When I first saw my coach in Russia move, I knew instantly that he had an insight into the movement evolution I had been working my entire life to decode. I invested six years traveling to study with him, and practicing hours upon hours a day to internalize the process. CST remains heavily influenced by his fingerprint, but forged from a lifetime of seeking emancipation from the immobilized body and mind I had inherited.
CST and TACFIT are an entirely distinct streams of evolution, though wound within the life of one person, struggling to develop his movement, and to recover from conflict. If TACFIT and CST were created by two different people, you wouldn’t see such direct correlation. But because I created both, their distinction only appears to be unclear.
You can certainly practice both systems (or more). I created them for the purpose of sharing, to help others reclaim healthy movement mastery, and to recover quickly from life’s ubiquity of stressors. In tandem, you’ll find synergistic benefits, but you also can perform them individually without the other and reap 100% of their benefits.
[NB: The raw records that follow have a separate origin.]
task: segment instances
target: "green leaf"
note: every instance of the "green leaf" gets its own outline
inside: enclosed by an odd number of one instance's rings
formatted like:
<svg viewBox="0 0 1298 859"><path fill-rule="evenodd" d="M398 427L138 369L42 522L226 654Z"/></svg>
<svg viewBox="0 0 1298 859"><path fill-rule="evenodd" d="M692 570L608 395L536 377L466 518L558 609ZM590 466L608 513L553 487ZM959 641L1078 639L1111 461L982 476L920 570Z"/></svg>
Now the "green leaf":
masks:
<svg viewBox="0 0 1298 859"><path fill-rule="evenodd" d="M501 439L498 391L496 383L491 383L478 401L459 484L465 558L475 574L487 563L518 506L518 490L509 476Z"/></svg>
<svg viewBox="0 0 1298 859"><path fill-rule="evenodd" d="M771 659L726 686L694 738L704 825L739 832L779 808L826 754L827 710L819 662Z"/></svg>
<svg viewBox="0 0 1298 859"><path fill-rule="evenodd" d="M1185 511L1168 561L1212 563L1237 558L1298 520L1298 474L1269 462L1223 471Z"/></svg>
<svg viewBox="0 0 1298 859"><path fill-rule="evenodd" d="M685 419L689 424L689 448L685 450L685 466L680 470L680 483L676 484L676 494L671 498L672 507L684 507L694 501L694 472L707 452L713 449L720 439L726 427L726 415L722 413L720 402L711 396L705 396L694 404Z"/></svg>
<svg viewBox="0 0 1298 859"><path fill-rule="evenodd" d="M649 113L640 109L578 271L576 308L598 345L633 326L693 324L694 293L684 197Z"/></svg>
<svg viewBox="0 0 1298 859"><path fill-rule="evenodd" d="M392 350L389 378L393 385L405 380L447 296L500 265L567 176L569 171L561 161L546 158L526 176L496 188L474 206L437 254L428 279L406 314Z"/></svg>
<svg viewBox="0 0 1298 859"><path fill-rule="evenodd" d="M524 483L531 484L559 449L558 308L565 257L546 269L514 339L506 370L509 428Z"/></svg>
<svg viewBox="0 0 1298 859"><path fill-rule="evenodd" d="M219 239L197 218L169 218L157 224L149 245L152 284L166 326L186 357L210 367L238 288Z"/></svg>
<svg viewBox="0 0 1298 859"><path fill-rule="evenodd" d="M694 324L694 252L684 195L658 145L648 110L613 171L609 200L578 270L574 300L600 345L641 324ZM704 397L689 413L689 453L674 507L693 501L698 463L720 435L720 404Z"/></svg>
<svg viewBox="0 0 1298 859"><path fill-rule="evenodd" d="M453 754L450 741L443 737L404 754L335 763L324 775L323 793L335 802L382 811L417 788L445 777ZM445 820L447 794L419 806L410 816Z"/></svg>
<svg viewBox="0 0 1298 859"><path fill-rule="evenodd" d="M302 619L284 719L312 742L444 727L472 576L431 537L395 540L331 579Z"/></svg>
Most importantly, you must forgive the many mistakes the founder made over the decades of their evolution, in assembling, creating and distinguishing their effects and benefits. Some of my errors were out of immaturity, others out of ego, and many as a result of pure passion for helping others surpass their goals and free their potential.
Looking back now, what I experienced looks like a logical sequence of development of both systems. But during, it felt like an entangled web of confusing experiences, unrelated bodies of knowledge, and independent disciplines, but they were formulated to distill their essence into rational, practical systems of healthy human performance. Hopefully, this helps distinguish the benefits of each system for you, without having to experience the lifetime of ambiguity and pitfalls I did in their creation.